UM HOMEM MORRE DE FRIO

"E, respondendo o Rei, lhes dirá: Em verdade vos digo que quando

o fizestes a um destes meus pequeninos irmãos, a Mim o fizestes."

Mateus 25:40

Nos braços de Morfeu queda a cidade.

Gélida avança a noite sob o vento

Que zune açoites, bravio.

Por leito e barricada andrajos tendo,

Num canto, ao pé de arranha-céu imenso,

Um homem morre de frio...

Agonizando, ali, talvez delire,

Vendo os pedestres últimos, em busca

Do leito morno, macio...

Talvez, sinta-se um deles, por momentos...

Um homem desses, livres das algemas

Do destino. Ah, desvario!...

Morre indigente. Já não mais lhe ocorrem

Reminiscências de melhores dias.

Não tem mais traços de brio.

Distantes sons de uma boate em festa

A custo põe-se a ouvir. Perdem-se, agora,

no seu imenso vazio...

Nem todos dormem. Ornam-se de luzes

Os altos edifícios. E eis, um carro

Pára junto ao meio-fio.

Traz de Mammon uns súditos restantes

Que, indiferentes, tiritando e rindo,

Vão-se com seu vozerio...

Ensaia erguer-se; embalde, embalde tenta...
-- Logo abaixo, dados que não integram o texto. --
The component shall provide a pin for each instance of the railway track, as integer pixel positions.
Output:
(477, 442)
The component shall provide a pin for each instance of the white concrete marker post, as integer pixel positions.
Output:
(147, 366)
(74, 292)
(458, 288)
Thanatos já, movendo as longas asas,

O envolve, terno e sombrio.

À volta, entre as paredes, que ironia:

Há tantos indivíduos que se abraçam

E tanto leito vazio!

Bem cedo hão de encontrar-lhe o corpo, inerte.

Hão de exprobrar-se, por negar-lhe auxílio,

num gesto inóquo, tardio...

Talvez, alma remida, ao sol do Além planando,

Não mais proscrita, logo exulte e louve

O Averno da crosta, frio...

“- Coitado!”... “- Oh, que infeliz!"... “- Quem era ele?"

“- Um ébrio, com certeza". “- Um andarilho."

“- Um réu, talvez, arredio"...

Descerrem seus portais, guardiões do Inferno!

Estendam o seu fogo ao mundo infrene!

Um homem morre de frio...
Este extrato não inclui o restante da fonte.